ROVIGO 08/04/2017 – Il parlamentare del Partito Democratico Diego Crivellari ribadisce l’importanza per il Polesine di mantenere una sede funzionale e strutturata: <necessario intervenire al più presto sui provvedimenti che emanerà la Direzione Nazionale>.

<L’Ispettorato del Lavoro di Rovigo tolto dalla cartina del Veneto per comparire in quella emiliana. La risposta all’interrogazione parlamentare aveva indicato da parte del Governo un’accorpamento soltanto per alcune funzioni di vertice in linea con il contenimento dei costi pubblici e della riorganizzazione della pubblica amministrazione. I segnali sono invece diversi: l’accorpamento avrebbe determinato solo le gestione unitaria da parte del dirigente unico senza pregiudizio per le funzioni, le competenze, la professionalità e la stabilità occupazionale dei singoli uffici. La sede di Rovigo invece è stata di fatto subordinata all’Ufficio provinciale di Ferrara. Anche per gli ispettori ed i funzionari di Rovigo, appare chiaro ciò che si delinea: la perdita dell’autonomia dell’Ufficio di Rovigo con il rischio di future ricadute negative sul personale, sia amministrativo che ispettivo, ed inevitabilmente la sottrazione di funzioni e competenze. Ciò produrrebbe ricadute negative anche per gli utenti cittadini che rischierebbero di non avere più un qualificato interlocutore sul proprio territorio, per le aziende, per le OO.SS e per i professionisti del settore che verrebbero costretti a rivolgersi, per molte ad una nuova sede a Ferrara.
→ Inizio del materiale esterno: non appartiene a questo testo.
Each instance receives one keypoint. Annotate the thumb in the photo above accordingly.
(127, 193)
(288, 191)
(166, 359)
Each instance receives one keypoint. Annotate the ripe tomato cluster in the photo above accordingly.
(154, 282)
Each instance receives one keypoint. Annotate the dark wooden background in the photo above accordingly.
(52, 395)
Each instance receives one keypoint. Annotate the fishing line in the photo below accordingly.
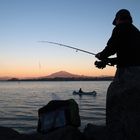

Tra l’altro la scelta appare incomprensibile in quanto l’Ufficio di Rovigo si è sempre distinto per l’efficacia dell’attività ispettiva, con riguardo a tutti i fenomeni di illegalità nel mercato del lavoro, di tutela dei lavoratori, anche sotto l’aspetto della sicurezza sul lavoro e di evasione contributiva, con tasso di irregolarità accertate nettamente superiore alla media nazionale. Per le risposte ai quesiti inoltre il servizio di front-office, offerto ai cittadini, alle aziende, ai consulenti del lavoro è stato notevolmente rallentato nella sua efficienza dovendo l’attività d’informazione essere condivisa anche con i referenti della sede di Ferrara. La provincia di Rovigo è già stata spogliata di alcune funzioni e alcuni servizi, in alcuni casi nella riorganizzazione in atto ha di fatto accorpato altre, ma nel caso specifico dell’Ufficio del Lavoro è necessario che  presso le sedi opportune venga fatta chiarezza sull’autonomia funzionale, organizzativa  e gestionale della sede polesana. Siamo ancora in attesa dei provvedimenti di organizzazione degli Uffici territoriali che dovrebbero essere emanati a breve dal Direttore dell’Ispettorato Nazionale, nei quali sarà necessario che si tenga in considerazione l’assoluta peculiarità della presenza di sedi su regioni differenti e che in ragione di tale peculiarità venga previsto il mantenimento dell’autonomia organizzativa e gestionale dell’ufficio di Rovigo>.

Così il parlamentare del Partito Democratico Diego Crivellari.